New Hampshire men’s hockey coach Dick Umile has announced that former Yale head coach Tim Taylor has joined the men’s hockey coaching staff as a volunteer assistant coach.
“We are very excited to have someone with his background and experience involved with our hockey program and at our University. Tim is not only a well respected member of the hockey community, he is a tremendous person and a good friend,” said Umile.
Taylor was ousted from his position at Yale after the end of the 2005-06 season. Taylor’s last victory, a 3-2 win over Union on March 4, was the longest (141:35) game in the history of NCAA men’s hockey. Yale lost to regular season ECACHL co-champions Dartmouth in the next round.

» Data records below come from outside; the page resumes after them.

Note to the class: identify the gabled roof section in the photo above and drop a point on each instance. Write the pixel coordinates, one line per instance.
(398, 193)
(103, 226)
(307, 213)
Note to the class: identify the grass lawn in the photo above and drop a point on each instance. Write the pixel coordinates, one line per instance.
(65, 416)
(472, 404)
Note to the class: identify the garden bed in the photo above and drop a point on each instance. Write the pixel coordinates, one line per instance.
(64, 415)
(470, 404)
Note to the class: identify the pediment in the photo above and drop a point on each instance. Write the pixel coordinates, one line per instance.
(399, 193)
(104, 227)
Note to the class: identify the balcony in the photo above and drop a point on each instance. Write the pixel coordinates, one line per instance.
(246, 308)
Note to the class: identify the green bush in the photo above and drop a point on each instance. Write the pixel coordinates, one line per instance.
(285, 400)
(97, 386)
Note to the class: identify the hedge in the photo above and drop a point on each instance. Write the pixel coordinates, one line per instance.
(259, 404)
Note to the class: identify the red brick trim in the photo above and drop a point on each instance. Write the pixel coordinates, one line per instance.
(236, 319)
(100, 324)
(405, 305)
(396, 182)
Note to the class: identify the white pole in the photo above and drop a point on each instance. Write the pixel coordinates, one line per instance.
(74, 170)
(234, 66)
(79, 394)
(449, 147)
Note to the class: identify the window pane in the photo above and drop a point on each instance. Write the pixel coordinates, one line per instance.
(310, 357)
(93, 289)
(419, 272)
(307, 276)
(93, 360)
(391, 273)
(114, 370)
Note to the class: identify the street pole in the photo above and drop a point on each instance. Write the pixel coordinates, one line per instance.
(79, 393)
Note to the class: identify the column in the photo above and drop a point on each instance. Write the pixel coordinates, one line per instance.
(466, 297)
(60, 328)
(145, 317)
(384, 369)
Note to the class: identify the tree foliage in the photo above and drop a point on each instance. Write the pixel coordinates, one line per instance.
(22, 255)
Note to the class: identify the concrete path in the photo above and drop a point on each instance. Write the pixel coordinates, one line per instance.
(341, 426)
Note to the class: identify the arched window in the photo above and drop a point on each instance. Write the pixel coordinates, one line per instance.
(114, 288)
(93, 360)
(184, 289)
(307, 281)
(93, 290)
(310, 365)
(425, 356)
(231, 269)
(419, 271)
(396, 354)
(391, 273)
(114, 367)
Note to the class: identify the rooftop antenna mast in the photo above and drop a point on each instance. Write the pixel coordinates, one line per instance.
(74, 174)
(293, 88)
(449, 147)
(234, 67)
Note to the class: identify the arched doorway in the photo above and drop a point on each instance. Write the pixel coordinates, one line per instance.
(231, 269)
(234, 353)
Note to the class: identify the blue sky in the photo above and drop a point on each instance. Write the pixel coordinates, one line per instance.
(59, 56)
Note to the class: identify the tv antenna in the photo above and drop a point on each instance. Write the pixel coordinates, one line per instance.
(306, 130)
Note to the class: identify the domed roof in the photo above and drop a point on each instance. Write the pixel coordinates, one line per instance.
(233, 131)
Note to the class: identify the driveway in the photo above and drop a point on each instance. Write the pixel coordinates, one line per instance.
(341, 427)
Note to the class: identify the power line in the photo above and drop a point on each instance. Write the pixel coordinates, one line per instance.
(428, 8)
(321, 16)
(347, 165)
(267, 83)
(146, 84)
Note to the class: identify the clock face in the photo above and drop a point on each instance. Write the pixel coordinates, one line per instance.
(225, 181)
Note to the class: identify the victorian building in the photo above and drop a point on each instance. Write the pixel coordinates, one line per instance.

Taylor owned a 342-433-55 in 28 seasons as Yale’s head coach and produced one ECACHL title, six Ivy League champions, 18 ECAC playoff teams and a pair of 20-win seasons. Taylor, the 1997-98 Spencer Penrose Award winner as the American Hockey Coaches Association University Coach of the Year, is a three-time (1986-87, 1991-92, 1997-98) ECAC Coach of the Year and a two-time (1991-92, 1997-98) New England Coach of the Year. Taylor passed Murray Murdoch on the Yale hockey coaching victory list with his 279th on Dec. 4, 2001.
Taylor was the head coach of the 1994 U.S. Olympic team at Lillehammer and has had a number of important roles in international hockey, including one as assistant general manager and assistant coach for the 1984 U.S. Olympic Team. He served as head coach of the U.S. National Team at the International Ice Hockey Federation World Championships four straight years in the 90’s in addition to leading Team USA to its best finish in the 1991 Canada Cup. Taylor, an assistant in the Canada Cup, took over Team USA after Bob Johnson became ill and led the Americans to second place. A two-time assistant for the U.S. National Team (1981 and 1983), Taylor also led the South to a silver medal in the 1987 Olympic Sports Festival.
Taylor, who ranks 13th among active Division I head coaches in victories with 327, is a 1963 Harvard graduate. He spent seven years as an assistant at his alma mater before becoming Yale’s 10th head coach. He captained the 1963 Crimson team that won the Ivy League and the ECAC championships, and tallied 46 goals and 33 assists for 79 career points in 68 career games. Taylor also made the U.S. national team in 1965 and 1967.